A fourth key driver of the febrile regulatory environment for financial services licensees is the emphasis by a number of regulators, including ASIC and APRA, on seeking to identify and attribute liability to individuals for misconduct by the institution. There is significant pressure for financial sanctions, through remuneration adjustments and penalties, for individuals involved in contraventions of the financial services legislation or who failed to take reasonable steps under the Banking Executive Accountability Regime (BEAR) or Financial Accountability Regime (FAR) to ensure that the institution complies with its license conditions.
The fifth key contributor is the proliferation of class action proceedings in Australia, driven by a favourable legislative and court rule environment and a proliferation of class action funders and lawyers. Class action funders and lawyers in Australia enjoy a symbiotic relationship with regulatory investigations and prosecutions in that they produce a rich trove of investigative materials and declarations of misconduct that can be leveraged to support a class action.
While the surge in class actions and the impact of funding arrangements was the subject of investigation by the Parliamentary Joint Committee on Corporations and Financial Services Report on Litigation Funding and the regulation of the Class Action Industry whose report was released on 21 December 2020, those recommendations are yet to have been put in place and will, in any event, be unlikely to fundamentally alter the overarching attractiveness of class actions for funders and plaintiff law firms alike. Countervailing forces like the introduction of contingency fees for lawyers running class actions has already caused a surge in that jurisdiction.

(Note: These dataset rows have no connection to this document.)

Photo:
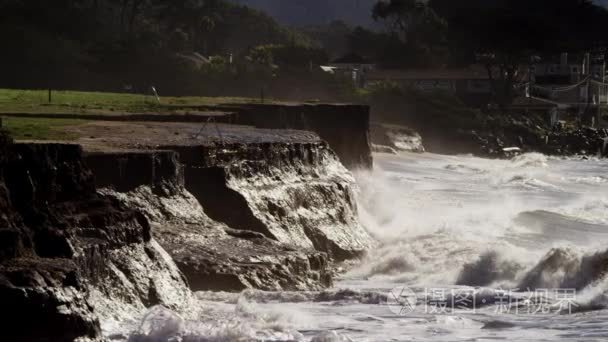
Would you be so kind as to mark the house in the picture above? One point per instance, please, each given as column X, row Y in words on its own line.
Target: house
column 353, row 61
column 351, row 65
column 551, row 111
column 471, row 84
column 568, row 69
column 577, row 82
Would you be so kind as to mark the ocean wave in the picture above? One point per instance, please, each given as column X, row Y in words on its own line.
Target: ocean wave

It would be easy to conclude that Australian financial institutions are reaping what they have sown from the litany of legitimate deficiencies exposed during the Hayne Royal Commission. There is an undeniable kernel of truth in that. That said, the shift in regulatory approach, complexity of legislative reform and pronounced increase in the exposure to risk of both the institutions and individuals involved has been far from incremental and combine to make the running of financial institutions, and ensuring their compliance with the myriad labyrinthine financial services laws, more difficult, dangerous and expensive than ever. What remains dubious is whether there will be a demonstrable broad-based consumer benefit associated with that current and future shareholder pain.